Indyk’s resignation marks the second time the White House has lost a Mideast peace envoy after a failed bid to bring the parties together. Former Sen. George Mitchell stepped down from the post in May 2011 after two years of frustrating efforts to get negotiations going.

Indyk, 62, had taken a leave of absence from his job as vice president and foreign policy director of Brookings when he was appointed envoy on July 29, 2013.

At the time, he thanked Obama and Kerry for “entrusting me with the mission of helping you take this breakthrough and turn it into a full-fledged Israeli-Palestinian peace agreement.”

“It is a daunting and humbling challenge, but one that I cannot desist from,” Indyk said then.

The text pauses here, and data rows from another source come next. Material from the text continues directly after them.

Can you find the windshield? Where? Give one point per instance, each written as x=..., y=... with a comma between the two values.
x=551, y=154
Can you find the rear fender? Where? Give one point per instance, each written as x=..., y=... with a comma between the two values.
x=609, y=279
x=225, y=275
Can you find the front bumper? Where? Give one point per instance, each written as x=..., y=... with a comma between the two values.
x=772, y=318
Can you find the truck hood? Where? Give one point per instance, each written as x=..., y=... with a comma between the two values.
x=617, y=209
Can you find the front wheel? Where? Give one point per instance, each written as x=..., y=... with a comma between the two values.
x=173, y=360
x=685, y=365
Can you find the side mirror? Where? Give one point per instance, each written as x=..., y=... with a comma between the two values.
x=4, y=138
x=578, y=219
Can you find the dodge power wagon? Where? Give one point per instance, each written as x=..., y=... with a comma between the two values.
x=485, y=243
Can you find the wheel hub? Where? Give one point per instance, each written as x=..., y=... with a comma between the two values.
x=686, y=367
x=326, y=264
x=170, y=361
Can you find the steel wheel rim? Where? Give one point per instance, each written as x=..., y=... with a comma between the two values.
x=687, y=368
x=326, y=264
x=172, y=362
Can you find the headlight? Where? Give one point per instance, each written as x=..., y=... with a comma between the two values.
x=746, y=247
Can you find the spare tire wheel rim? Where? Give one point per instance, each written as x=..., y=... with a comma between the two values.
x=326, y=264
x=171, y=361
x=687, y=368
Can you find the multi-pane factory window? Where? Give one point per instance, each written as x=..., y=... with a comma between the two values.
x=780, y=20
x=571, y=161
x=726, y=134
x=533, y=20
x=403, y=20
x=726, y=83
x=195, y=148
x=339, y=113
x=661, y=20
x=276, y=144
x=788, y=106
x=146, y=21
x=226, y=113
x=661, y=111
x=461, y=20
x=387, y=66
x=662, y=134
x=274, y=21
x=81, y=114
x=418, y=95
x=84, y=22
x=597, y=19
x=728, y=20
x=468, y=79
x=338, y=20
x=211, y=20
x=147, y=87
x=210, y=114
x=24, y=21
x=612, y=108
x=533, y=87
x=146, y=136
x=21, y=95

Prior to joining Brookings, Indyk had served as former U.S. President Bill Clinton’s ambassador to Israel and was a key part of the 2000 Camp David peace talks. He was also a special assistant to Clinton and senior director for Near East and South Asian affairs at the National Security Council from 1993 to 1995. And he served as assistant secretary of state for Near Eastern affairs in the State Department from 1997 to 2000.

Deputy Special Envoy Frank Lowenstein will now serve as the Acting Special Envoy for Israeli-Palestinian Negotiations, according to the spokesperson.